George e Amelia si sposeranno nel 1931. L’associazione tra moglie e marito ha frutto negli affari, poiché è George stesso che organizza i voli della moglie e addirittura le apparizioni in pubblico facendo sì che Amelia Earhart divenga una vera e propria star.
La donna ha modo di continuare la sua carriera di aviatrice portando il cognome del marito e, sull'onda del successo, viene addirittura creata una linea di bagagli per viaggi aerei e una di abbigliamento sportivo. George pubblicherà anche altri due scritti della moglie; "The fun of it" e "Last flight".
Dopo una serie di record di volo è nel 1932 che Amelia Earhart compie l'impresa più ardita della sua carriera: la trasvolata in solitaria sull'oceano Atlantico.
Il coraggio e l'audacia di Amelia Earhart, che si applicano ad attività che allora erano aperte principalmente agli uomini, si coniugano con la grazia e il gusto tipicamente femminili. La donna diviene infatti disegnatrice di moda studiando un capo particolare d'abbigliamento: la mise di volo per le donne aviatrici.
Disegnerà infatti nel 1932, lo stesso anno della trasvolata, per la Ninety-Nines, un capo di abbigliamento particolare costituito da pantaloni morbidi, corredati da cerniere e grosse tasche.
La rivista Vogue le dà ampio spazio con un reportage di due pagine corredate da grandi fotografie. Il suo impegno "per la donna che svolge una vita attiva" non si esaurisce al vestiario ma si rivolge a uno sforzo per aprire la strada dell'aviazione anche alle donne.
Amelia Earhart offre altri assaggi di avventura con i successivi voli che effettua nel 1935: da Honolulu a Oakland (California) tra l'11 e il 12 gennaio, da Los Angeles a Mexico City il 19 e il 20 aprile, infine da Mexico City a Newark (New Jersey). A questo punto è la prima donna al mondo ad aver effettuato voli in solitaria nel Pacifico, ma anche la prima ad aver volato in solitaria sia l'Oceano Pacifico, sia l'Oceano Atlantico.
Il suo sogno più grande rimane però il giro del mondo in aeroplano. Inizia l'impresa, ma raggiunti circa i due terzi del viaggio, oltre 22.000 miglia, Amelia scompare, perdendosi misteriosamente insieme al copilota Frederick Noonan per mai più tornare. E' il 2 luglio del 1937.

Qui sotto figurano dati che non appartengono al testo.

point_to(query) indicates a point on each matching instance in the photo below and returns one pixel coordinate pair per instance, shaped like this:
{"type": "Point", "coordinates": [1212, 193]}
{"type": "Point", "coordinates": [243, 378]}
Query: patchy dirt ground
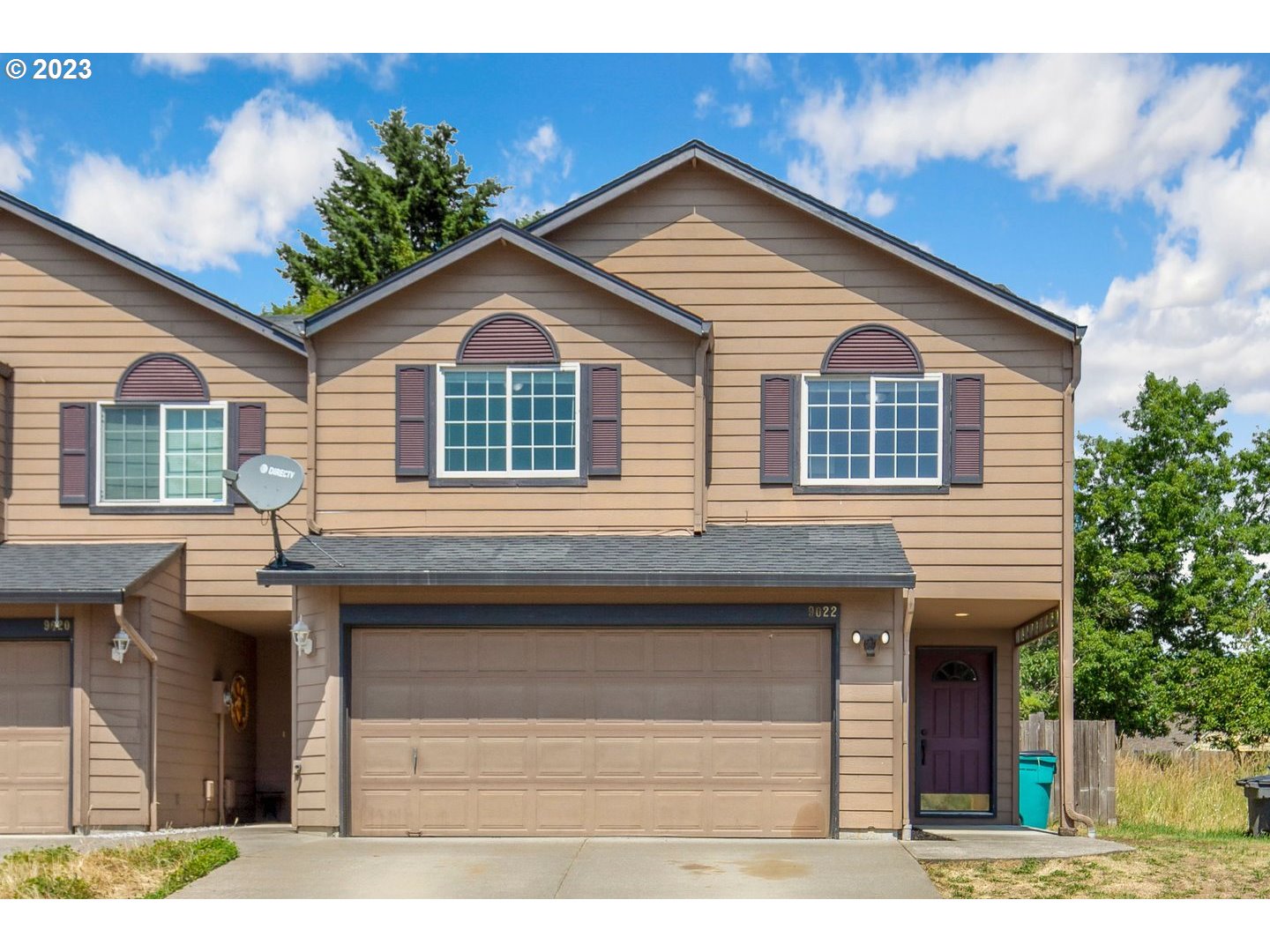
{"type": "Point", "coordinates": [1165, 865]}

Una delle ipotesi formulate fu che la donna fosse una spia caduta in quell'occasione prigioniera dai giapponesi.
Nel 2009 è stato realizzato un film biografico sulla sua vita dal titolo "Amelia", con Richard Gere e Hilary Swank nel ruolo dell'aviatrice.
Citazioni di Amelia Earhart:
La cosa più difficile è la decisione iniziale di agire, il resto è solo tenacia. Le paure sono tigri di carta.
Il coraggio è il prezzo che la vita esige per l’assegnazione della pace.
La donna che può inventare il suo proprio lavoro è la donna che otterrà fama e fortuna
Si può realizzare qualsiasi cosa si decida di fare. Si può agire per cambiare e controllare la vita. E il percorso che si compie è la vera ricompensa.
Una delle cose più genuine nella vita è l’apprezzamento delle cose fondamentali come la casa, l’amore, la comprensione e la compagnia degli amici
Il modo più efficace di fare qualcosa è...farlo.
Mai interrompere qualcuno che sta facendo ciò che han detto che non poteva essere fatto.
volare potrebbe non essere tutto rose e fiori, ma il divertimento di per se stesso vale il prezzo.
Le donne devono cercare di realizzare l’impossibile proprio come hanno provato anche gli uomini. Quando falliscono il loro fallimento deve essere una sfida per altre donne.
Meglio compiere una buona azione vicino a casa piuttosto che andare lontano per bruciare incenso.